If the school conducted the evaluation, then you have a right to written reports. If the reports do not include details, you can request an additional meeting with the evaluator to review those results. They may or may not want to give you a copy of details, for intellectual property reasons related to the publishers, but even in that case, you can request (with a signed release of information) that they share all of the test details with a qualified evaluator of your choice, which would give you additional options for interpretation of the testing by someone with deeper experience with twice exceptionality and giftedness.
If you had this evaluation done privately (not by the school), then you will have to go through this process with your private evaluator. Unfortunately, I have seen plenty of private evals that are unsatisfyingly short on specifics, so no guarantee that a neuropsych will be any better than what you have now. (Actually, after a couple of decades reading and writing evals, the worst neuro/psychological evaluation reports I have ever seen were from private clinic-based evaluators, not from schools.
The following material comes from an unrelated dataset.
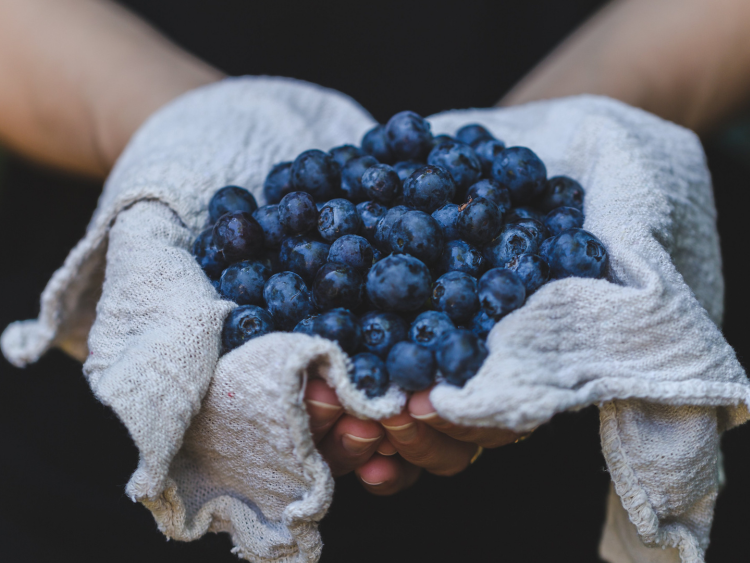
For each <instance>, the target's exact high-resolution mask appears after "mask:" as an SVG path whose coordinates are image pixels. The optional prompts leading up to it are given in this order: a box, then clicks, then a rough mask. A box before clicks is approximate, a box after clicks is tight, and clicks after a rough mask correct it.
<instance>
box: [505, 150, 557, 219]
mask: <svg viewBox="0 0 750 563" xmlns="http://www.w3.org/2000/svg"><path fill="white" fill-rule="evenodd" d="M492 179H493V180H497V181H498V182H500V183H501V184H502V185H503V186H505V187H507V188H508V190H510V197H511V198H512V199H513V202H514V203H515V204H517V205H518V204H522V203H526V202H528V201H531V200H532V199H534V198H536V197H538V196H539V195H541V193H542V191H543V190H544V187H545V185H546V182H547V168H546V167H545V166H544V163H543V162H542V161H541V159H540V158H539V157H538V156H537V155H536V154H535V153H534V151H532V150H531V149H528V148H526V147H508V148H507V149H505V150H504V151H503V152H501V153H500V156H498V157H497V158H496V159H495V162H494V163H493V164H492Z"/></svg>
Not that there were a lot in this category, but those were the ones with no scores at all.) But at any rate, you are the client for the private evaluator, so one hopes they will be more communicative. Moving forward, do some rigorous research on prospective evaluators, including references and interviews, before you sign on with anyone. And make sure you provide future evaluators with all prior testing records, so they are not blindsided by invalid results from retesting too close in time.